For Better or Worse, Change Comes to Mondolkiri

Sen Monorom, Mondolkiri province – New paved roads, round-the-clock electricity, streetlights, a postbox and plans for a major water plant: Mondolkiri province has come a long way in the last few years. Until recently, Sen Monorom was one of the least developed provincial capitals in the country. Today, its residents are welcoming the long-awaited changes which, they say, have made life a little bit better.

Where diesel generators were once the only means of lighting bulbs or powering televisions, two new hydroelectric dams at the Damnak Sadech and O’Romis waterfalls now generate 370 kilowatts of electricity per hour that, since Oct 20, provides Sen Monorom with non-stop power for the first time ever.

This recent leap into modern age has enabled local officials to authorize the installation of streetlights in Sen Monorom-also a first for the provincial capital.

Now, Mondolkiri is poised for visits from outside investors keen to exploit new opportunities and foreign tourists eager to traverse some of the country’s least trodden paths.

“When we have enough electricity and water supply in the province, more investors will invest in this province, and it will also attract more tourists,” said Kong Pisith, director of the Mondolkiri provincial department of industry, mines and energy.

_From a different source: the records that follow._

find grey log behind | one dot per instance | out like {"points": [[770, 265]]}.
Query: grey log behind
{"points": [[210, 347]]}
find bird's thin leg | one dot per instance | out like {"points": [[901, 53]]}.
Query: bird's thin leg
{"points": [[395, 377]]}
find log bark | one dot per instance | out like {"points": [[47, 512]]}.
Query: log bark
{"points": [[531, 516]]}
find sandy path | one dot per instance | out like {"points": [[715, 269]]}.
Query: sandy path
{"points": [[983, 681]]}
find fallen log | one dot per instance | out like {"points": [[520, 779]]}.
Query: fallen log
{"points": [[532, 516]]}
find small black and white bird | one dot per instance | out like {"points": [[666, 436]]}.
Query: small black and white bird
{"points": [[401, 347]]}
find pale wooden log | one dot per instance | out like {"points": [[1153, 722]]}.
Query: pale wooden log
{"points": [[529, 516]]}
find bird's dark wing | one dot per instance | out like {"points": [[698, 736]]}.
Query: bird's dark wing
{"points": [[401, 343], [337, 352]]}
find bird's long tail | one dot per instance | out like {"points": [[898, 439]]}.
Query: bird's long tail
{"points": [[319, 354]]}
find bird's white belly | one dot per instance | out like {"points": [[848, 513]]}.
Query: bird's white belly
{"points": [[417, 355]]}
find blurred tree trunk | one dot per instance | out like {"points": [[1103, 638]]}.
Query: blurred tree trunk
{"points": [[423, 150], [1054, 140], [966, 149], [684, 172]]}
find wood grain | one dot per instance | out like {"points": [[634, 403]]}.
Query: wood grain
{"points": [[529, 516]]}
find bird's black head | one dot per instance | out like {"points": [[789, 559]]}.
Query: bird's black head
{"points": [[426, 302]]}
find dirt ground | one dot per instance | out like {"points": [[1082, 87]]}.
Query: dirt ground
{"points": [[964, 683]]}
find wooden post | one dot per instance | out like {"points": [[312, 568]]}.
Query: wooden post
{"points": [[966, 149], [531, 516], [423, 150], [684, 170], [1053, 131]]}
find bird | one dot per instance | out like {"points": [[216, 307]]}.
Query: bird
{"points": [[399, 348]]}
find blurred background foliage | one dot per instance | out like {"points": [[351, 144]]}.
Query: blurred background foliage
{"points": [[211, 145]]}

Around 140 of the 150 planned streetlights have so far been installed along roads leading into and around Sen Monorom; they are turned on every evening at 6 pm and shut off at 5 am, Kong Pisith said.

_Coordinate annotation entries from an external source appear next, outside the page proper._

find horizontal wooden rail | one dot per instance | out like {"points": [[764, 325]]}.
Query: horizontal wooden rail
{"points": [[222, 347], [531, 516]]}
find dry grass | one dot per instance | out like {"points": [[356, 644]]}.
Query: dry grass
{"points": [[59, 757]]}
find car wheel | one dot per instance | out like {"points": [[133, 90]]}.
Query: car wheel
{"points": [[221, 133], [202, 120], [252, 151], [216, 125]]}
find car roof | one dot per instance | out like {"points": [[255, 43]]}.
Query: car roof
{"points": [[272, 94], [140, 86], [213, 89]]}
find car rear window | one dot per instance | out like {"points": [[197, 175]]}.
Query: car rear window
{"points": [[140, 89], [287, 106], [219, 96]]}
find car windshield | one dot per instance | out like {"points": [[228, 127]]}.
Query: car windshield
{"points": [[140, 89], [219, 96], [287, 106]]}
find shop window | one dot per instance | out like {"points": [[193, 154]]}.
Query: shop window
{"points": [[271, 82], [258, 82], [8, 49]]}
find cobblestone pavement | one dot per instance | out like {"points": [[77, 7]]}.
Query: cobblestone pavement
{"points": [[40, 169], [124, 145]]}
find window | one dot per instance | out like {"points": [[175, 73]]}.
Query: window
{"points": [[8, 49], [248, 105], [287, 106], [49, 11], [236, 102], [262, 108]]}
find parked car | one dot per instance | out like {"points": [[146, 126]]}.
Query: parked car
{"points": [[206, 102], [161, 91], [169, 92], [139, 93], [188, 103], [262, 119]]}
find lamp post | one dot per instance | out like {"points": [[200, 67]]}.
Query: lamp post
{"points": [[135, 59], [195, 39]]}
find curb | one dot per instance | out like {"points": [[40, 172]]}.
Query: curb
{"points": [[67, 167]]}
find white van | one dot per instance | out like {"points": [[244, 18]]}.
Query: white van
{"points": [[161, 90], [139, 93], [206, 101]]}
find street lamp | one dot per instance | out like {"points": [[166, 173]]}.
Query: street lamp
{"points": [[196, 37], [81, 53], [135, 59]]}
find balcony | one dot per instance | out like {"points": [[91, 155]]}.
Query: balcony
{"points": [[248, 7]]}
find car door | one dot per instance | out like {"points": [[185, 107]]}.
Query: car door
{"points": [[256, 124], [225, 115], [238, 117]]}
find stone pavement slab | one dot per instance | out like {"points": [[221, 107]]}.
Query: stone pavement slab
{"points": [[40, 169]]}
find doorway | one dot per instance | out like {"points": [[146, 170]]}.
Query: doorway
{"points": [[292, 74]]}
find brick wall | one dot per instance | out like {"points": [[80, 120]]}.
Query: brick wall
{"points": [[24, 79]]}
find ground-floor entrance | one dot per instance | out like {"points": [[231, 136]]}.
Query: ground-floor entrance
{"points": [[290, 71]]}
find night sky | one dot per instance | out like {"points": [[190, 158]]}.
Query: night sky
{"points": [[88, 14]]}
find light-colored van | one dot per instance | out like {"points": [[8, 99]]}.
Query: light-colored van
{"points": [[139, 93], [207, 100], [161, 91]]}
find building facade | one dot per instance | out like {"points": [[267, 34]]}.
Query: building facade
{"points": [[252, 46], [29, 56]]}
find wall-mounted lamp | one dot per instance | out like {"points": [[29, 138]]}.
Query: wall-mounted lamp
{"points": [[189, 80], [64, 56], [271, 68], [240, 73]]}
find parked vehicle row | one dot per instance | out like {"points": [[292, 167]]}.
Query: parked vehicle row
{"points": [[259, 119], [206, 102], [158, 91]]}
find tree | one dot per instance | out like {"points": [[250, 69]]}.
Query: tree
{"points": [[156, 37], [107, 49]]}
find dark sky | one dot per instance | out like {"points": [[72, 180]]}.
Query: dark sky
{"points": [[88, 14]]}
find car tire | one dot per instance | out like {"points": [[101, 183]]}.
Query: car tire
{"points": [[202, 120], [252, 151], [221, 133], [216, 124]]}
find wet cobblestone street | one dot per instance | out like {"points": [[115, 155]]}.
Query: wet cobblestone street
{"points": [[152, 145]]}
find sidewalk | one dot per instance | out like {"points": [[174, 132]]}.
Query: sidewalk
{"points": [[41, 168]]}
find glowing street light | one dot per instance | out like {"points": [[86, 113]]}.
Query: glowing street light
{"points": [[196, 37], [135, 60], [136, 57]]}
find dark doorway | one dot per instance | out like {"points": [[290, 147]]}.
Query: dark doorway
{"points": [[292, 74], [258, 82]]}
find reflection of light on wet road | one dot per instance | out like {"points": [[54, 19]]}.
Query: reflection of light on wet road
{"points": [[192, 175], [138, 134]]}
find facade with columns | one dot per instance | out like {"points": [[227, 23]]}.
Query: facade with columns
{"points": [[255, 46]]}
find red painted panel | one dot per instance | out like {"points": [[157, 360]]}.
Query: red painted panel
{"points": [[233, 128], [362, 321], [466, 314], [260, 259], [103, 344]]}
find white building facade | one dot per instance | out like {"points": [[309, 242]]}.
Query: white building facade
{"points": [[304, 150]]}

The city’s first ever public mailbox is yet another development. The bright red mailbox showed up about a month ago near the town’s main traffic circle that goes around a water buffalo statue.

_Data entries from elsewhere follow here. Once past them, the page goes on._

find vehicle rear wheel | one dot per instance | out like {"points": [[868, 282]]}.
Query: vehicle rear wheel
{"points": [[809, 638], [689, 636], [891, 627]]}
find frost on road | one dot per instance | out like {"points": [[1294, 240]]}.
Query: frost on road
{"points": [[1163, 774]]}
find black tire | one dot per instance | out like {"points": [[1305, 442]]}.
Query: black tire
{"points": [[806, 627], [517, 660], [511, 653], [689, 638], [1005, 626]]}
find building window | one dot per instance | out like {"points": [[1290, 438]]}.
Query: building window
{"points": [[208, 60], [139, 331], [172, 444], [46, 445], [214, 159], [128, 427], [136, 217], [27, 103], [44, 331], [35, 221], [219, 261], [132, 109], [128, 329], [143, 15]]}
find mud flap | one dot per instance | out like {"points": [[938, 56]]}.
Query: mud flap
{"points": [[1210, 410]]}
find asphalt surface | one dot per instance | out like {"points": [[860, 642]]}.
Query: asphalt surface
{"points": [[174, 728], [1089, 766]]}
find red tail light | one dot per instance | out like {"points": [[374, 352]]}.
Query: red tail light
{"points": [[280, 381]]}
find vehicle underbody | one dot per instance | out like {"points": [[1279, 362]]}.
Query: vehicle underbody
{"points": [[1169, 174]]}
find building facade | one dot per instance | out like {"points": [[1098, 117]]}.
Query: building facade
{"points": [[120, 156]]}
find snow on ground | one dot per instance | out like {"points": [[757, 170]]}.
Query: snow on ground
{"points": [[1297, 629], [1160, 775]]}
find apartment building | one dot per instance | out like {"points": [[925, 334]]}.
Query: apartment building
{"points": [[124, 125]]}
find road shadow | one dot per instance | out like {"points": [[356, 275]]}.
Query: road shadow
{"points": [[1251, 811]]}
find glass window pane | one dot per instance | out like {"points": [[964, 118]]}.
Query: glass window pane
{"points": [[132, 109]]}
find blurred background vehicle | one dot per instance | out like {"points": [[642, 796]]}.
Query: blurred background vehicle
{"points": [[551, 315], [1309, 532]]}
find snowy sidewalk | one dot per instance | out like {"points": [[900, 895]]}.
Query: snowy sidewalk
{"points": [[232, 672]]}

“Nobody uses this box or really knows how it works,” said Y Nita, 34, who runs the nearby Raksmey Phnom Thom restaurant.

“It’s just making people curious and people, especially young people, crowd around and look at the box because people have not figured out how to use it,” Y Nita said.

“Even myself, if I want to contact another person, I just call them directly,” she said.

Plans are also being drawn up for a $1-million water purification plant whose construction could start as early as 2010, Kong Pisith said.

Roads in Sen Monorom have also received a makeover, with workers paving 20 km and repairing another 30 km of unpaved roads since 2005, said Mau Thonnearak, director of the provincial Department of Transportation.

National Road 76-a 127-km long, 11-meter wide dirt road winding between Snoul town in neighboring Kratie province and Sen Monorom-is also on track for completion in 2010, Mau Thonnearak said, adding that a $55-million loan from the Chinese government is paying for the work.

“We will try our best to pave more roads in 2009,” he added.

The road construction and street lighting make it much easier to do business, particularly for Safety Driving School, Sen Monorom’s first driving school.

“Previously, it was very hard to reach the provincial town: There were so many potholes,” said Heng Saron, a driving instructor at Safety Driving School.

“It’s fabulous to have lights along the streets because it makes me feel safe to go out at night anywhere. Before no one used to go out of their houses in the evening because the electricity was turned off at 10 pm,” he said.

Ah Uien, a member of the Banong ethnic minority and resident of 40 years, said she has seen the town change from a quiet outpost to almost a small city. The pace of development in Sen Monorom is dizzying, she said.”This market used to be my family farmland,” she added.

Ani Sren, 28, a secondhand-clothes seller who moved to Sen Monorom six years ago, said that outside investment has changed the way the province’s ethnic minorities-who until recently well outnumbered Khmer residents-live.

Previously, ethnic minorities used and lived off the province’s natural resources, but now big companies are doing that,” she said.”I think big changes are happening here because of the investments,” she added.

But not all of those changes are welcome, particularly as investors tend to have their eyes on the province’s sparsely populated land, which belongs to the area’s indigenous minorities.

Hundreds of Banong rallied on Saturday against the clearing of their farmlands by the Khaou Chuly firm in Pech Chreada district, torching three excavators and damaging a fourth being used to prepare land for a giant rubber plantation.

In 2005, thousands of Banong held mass demonstrations against a land concession granted to the Chinese-backed Wuzhishan firm, which was granted vast swathes of territory to grow trees for pulp paper processing.

“When I first got here, there were only a few wooden houses,” Ani Sren said.

“Now with the big changes there are more people, more concrete buildings, more paved roads and more guest houses,” she said.